The other split is co-workers, and here I was ruined, because my teammates at the first job were the perfect crew. Replicating that has proven impossible, largely because we failed to weed out the toxic people quickly enough at my first California job and because I haven’t really had that peer-group environment since. When everyone’s responsible for their own area, there’s commiseration, but not that common experience, that banding-together-against-the-common-foe. Right now, I have a decent enough group of folks, but few if any are the sort of people I’d want to spend 8 hours at the Four Provinces singing and getting knee-walking drunk alongside.

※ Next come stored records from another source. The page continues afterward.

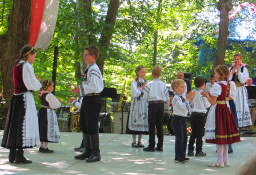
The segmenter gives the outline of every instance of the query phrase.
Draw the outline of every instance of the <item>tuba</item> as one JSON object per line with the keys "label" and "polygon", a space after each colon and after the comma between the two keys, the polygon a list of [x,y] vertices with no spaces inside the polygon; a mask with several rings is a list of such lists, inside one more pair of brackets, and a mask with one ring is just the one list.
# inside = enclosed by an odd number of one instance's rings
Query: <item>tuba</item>
{"label": "tuba", "polygon": [[127,100],[127,97],[124,95],[124,91],[125,90],[125,84],[126,84],[126,80],[124,81],[124,86],[123,87],[122,92],[120,95],[120,98],[119,99],[119,105],[118,106],[118,111],[121,111],[124,107],[124,104],[125,103],[125,101]]}
{"label": "tuba", "polygon": [[70,107],[69,111],[71,112],[70,119],[70,130],[71,132],[79,132],[79,119],[80,118],[80,112],[78,108],[72,106]]}

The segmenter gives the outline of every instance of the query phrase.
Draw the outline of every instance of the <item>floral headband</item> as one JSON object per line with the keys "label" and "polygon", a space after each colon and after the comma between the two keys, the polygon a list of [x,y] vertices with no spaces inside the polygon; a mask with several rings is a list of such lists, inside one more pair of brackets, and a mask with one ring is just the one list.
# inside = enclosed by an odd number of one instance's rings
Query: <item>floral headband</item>
{"label": "floral headband", "polygon": [[217,66],[216,68],[215,68],[216,71],[219,73],[220,76],[224,78],[225,81],[227,82],[227,91],[226,92],[226,101],[228,100],[229,99],[229,95],[230,94],[230,84],[228,80],[228,77],[223,73],[223,72],[221,71],[219,67],[219,66]]}
{"label": "floral headband", "polygon": [[145,67],[143,66],[142,65],[140,65],[138,66],[136,69],[135,70],[135,72],[136,72],[136,73],[137,73],[137,72],[138,72],[140,71],[140,70],[142,69],[142,68],[145,68]]}
{"label": "floral headband", "polygon": [[34,49],[34,48],[32,47],[31,47],[31,49],[30,49],[29,50],[23,54],[22,55],[22,57],[23,57],[23,59],[25,61],[28,60],[28,59],[27,59],[27,58],[26,58],[26,56],[30,53],[31,53]]}

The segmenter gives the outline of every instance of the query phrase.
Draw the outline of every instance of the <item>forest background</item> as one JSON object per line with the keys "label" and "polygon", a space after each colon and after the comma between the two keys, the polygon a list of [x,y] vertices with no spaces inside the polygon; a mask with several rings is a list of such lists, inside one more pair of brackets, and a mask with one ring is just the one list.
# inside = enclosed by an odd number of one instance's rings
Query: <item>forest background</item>
{"label": "forest background", "polygon": [[[190,72],[193,88],[193,80],[196,76],[207,77],[211,73],[214,60],[199,62],[200,48],[194,43],[203,39],[205,45],[218,51],[215,49],[219,44],[215,32],[219,27],[220,11],[218,6],[220,1],[225,1],[60,0],[53,38],[46,49],[38,50],[36,60],[33,65],[35,72],[41,80],[52,79],[54,47],[59,46],[55,95],[62,99],[62,105],[70,105],[69,98],[76,97],[69,91],[73,85],[81,81],[83,73],[80,69],[81,63],[82,69],[85,68],[82,58],[84,48],[93,44],[100,48],[97,64],[103,73],[104,87],[115,88],[120,93],[126,80],[125,93],[129,100],[130,85],[136,76],[134,70],[139,65],[146,67],[145,79],[149,80],[152,80],[151,70],[153,65],[161,66],[161,78],[166,83],[176,79],[179,71]],[[233,5],[229,11],[245,2],[226,1]],[[256,3],[255,0],[246,2]],[[5,47],[2,37],[8,31],[8,17],[14,10],[13,3],[9,0],[0,2],[1,48]],[[250,18],[238,17],[247,22]],[[252,30],[256,34],[255,25],[252,25]],[[19,27],[17,26],[16,29],[19,30]],[[232,49],[224,53],[224,63],[230,64],[234,54],[239,52],[243,55],[243,62],[248,66],[255,66],[255,53],[247,52],[244,45],[253,47],[253,50],[255,50],[255,43],[233,43],[229,47]],[[15,51],[19,52],[20,49],[17,48]],[[8,57],[1,57],[2,60]],[[2,91],[4,71],[3,61],[1,64]],[[12,72],[12,67],[8,68]],[[255,76],[255,73],[251,71],[250,73],[250,76]],[[40,104],[38,94],[34,92],[38,109]],[[0,129],[4,127],[8,106],[6,104],[11,98],[4,99],[2,95]],[[108,112],[111,100],[107,100]]]}

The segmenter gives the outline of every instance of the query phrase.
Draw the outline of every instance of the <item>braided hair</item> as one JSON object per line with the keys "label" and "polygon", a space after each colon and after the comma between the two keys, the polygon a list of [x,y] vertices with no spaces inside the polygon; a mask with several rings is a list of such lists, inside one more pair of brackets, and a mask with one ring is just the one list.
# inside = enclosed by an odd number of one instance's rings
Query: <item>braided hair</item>
{"label": "braided hair", "polygon": [[36,49],[29,45],[25,45],[20,49],[20,57],[19,59],[15,61],[14,65],[18,64],[20,61],[24,60],[27,60],[28,56],[29,54],[33,54],[36,52]]}

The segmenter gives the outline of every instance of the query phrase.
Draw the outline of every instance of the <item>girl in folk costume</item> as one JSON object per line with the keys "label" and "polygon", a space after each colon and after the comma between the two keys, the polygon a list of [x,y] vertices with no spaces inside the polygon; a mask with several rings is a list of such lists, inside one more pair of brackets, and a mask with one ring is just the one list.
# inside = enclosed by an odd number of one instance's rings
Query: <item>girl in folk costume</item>
{"label": "girl in folk costume", "polygon": [[40,78],[35,75],[31,65],[36,55],[36,50],[29,45],[25,46],[13,68],[14,92],[1,145],[10,149],[10,163],[32,163],[24,157],[23,149],[36,146],[39,142],[37,115],[32,93],[41,87]]}
{"label": "girl in folk costume", "polygon": [[236,87],[236,96],[234,99],[236,109],[239,127],[251,125],[252,120],[247,101],[247,90],[244,86],[249,78],[245,64],[241,63],[242,56],[239,53],[234,55],[234,63],[229,68],[229,79],[235,82]]}
{"label": "girl in folk costume", "polygon": [[60,131],[57,116],[54,109],[60,107],[61,99],[57,99],[52,94],[53,90],[53,82],[45,80],[42,82],[39,99],[42,101],[41,108],[38,113],[39,133],[41,145],[39,152],[52,153],[53,150],[49,149],[47,146],[48,142],[59,142]]}
{"label": "girl in folk costume", "polygon": [[[236,113],[236,106],[235,105],[234,99],[236,99],[236,84],[232,81],[229,81],[230,84],[230,95],[229,95],[229,100],[228,101],[229,107],[230,110],[234,119],[236,121],[236,127],[237,128],[238,132],[239,132],[239,128],[238,127],[238,120],[237,120],[237,115]],[[233,152],[233,149],[232,148],[232,144],[228,144],[228,153],[232,153]]]}
{"label": "girl in folk costume", "polygon": [[218,160],[208,166],[224,167],[229,166],[228,144],[240,141],[240,137],[229,108],[228,68],[226,65],[219,65],[214,72],[217,83],[212,86],[210,93],[209,91],[201,93],[212,104],[206,119],[204,139],[206,143],[215,143],[217,146]]}
{"label": "girl in folk costume", "polygon": [[[148,134],[148,103],[143,98],[143,91],[147,81],[144,79],[146,69],[142,66],[138,66],[135,70],[137,76],[131,84],[131,93],[132,97],[127,119],[126,133],[132,134],[132,146],[143,148],[141,143],[143,134]],[[139,134],[136,143],[136,134]]]}

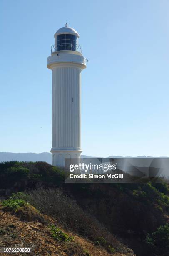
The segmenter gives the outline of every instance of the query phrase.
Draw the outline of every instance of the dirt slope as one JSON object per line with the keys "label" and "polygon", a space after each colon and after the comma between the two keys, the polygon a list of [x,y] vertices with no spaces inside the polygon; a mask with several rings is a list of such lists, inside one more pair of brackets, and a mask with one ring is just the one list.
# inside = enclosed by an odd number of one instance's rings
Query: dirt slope
{"label": "dirt slope", "polygon": [[[51,224],[55,223],[52,218],[43,216],[46,223],[47,222]],[[19,253],[15,255],[106,256],[111,255],[102,247],[94,246],[88,239],[63,230],[67,234],[73,236],[73,242],[59,242],[51,237],[48,224],[38,222],[22,221],[15,215],[0,209],[0,247],[32,249],[31,253]],[[127,249],[127,252],[125,254],[115,253],[113,255],[134,256],[132,250]],[[0,255],[4,255],[0,253]]]}

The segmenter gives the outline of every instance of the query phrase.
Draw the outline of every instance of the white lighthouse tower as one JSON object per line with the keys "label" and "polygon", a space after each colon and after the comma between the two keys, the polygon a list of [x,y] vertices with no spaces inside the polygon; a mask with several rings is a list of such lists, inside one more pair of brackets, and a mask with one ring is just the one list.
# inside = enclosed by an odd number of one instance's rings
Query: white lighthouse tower
{"label": "white lighthouse tower", "polygon": [[52,72],[52,164],[64,166],[65,158],[80,159],[81,148],[81,72],[86,59],[78,44],[79,35],[65,27],[54,35],[47,58]]}

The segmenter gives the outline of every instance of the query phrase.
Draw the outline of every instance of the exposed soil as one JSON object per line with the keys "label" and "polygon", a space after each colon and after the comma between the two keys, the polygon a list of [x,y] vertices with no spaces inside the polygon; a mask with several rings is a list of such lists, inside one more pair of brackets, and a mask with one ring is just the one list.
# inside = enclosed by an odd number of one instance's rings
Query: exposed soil
{"label": "exposed soil", "polygon": [[[67,234],[73,236],[73,241],[57,241],[52,237],[47,224],[56,224],[55,219],[45,215],[41,215],[41,216],[42,216],[45,220],[43,223],[37,220],[23,221],[15,214],[4,211],[2,207],[0,208],[0,247],[30,248],[32,252],[27,255],[31,256],[106,256],[111,255],[102,247],[95,246],[87,239],[62,228]],[[0,255],[4,255],[5,253],[0,253]],[[15,255],[27,254],[20,253]],[[134,255],[132,250],[131,253],[127,252],[126,254],[115,253],[113,255],[116,256]]]}

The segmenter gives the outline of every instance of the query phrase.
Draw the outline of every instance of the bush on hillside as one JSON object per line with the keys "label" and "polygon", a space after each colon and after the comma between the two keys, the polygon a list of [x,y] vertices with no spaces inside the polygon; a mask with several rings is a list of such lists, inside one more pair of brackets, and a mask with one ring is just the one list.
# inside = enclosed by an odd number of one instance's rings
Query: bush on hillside
{"label": "bush on hillside", "polygon": [[169,255],[169,225],[160,226],[151,235],[147,234],[146,243],[153,255]]}
{"label": "bush on hillside", "polygon": [[27,194],[14,194],[12,198],[25,200],[41,212],[54,216],[67,229],[93,241],[99,239],[106,248],[117,247],[117,241],[96,219],[85,212],[60,189],[38,189]]}

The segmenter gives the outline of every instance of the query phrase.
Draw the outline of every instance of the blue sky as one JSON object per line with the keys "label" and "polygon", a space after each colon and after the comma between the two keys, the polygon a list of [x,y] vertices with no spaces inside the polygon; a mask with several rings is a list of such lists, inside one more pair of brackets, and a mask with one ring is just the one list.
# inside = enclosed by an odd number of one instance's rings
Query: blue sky
{"label": "blue sky", "polygon": [[169,2],[1,0],[0,151],[49,151],[52,72],[65,26],[88,59],[83,154],[169,156]]}

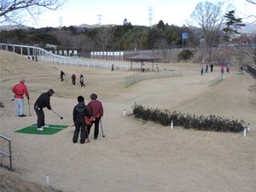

So what’s the solution? Right now, the plan is to agitate to move within this existing employer to a job with more future-proofing – something in data center or infrastructure administration, something that will still be necessary when all work is being dictated into iWatches from your home-working desk. Something that will get me away from a customer-facing environment, something less interrupt-driven (well, slightly) and more project oriented, something not keyed to the workday hours of a call center. And in the meantime, 5 PM means work is done, not to even be thought about until 8:30 the next morning (or Monday as the case may be).
Maybe this is all just project-related stress. Maybe once encryption is over and done with, it’ll be possible to have a more normal relationship with work. But given that this was pretty much my situation and feeling for most of 2012, I suspect probably not. This isn’t run-of-the-mill dysthymia either. I don’t need antidepressants, I need something for stress. And probably a ton of Xanax. And let’s face it, a couple of cocktails wouldn’t hurt at all. Not likely in the near future. Of which, etc.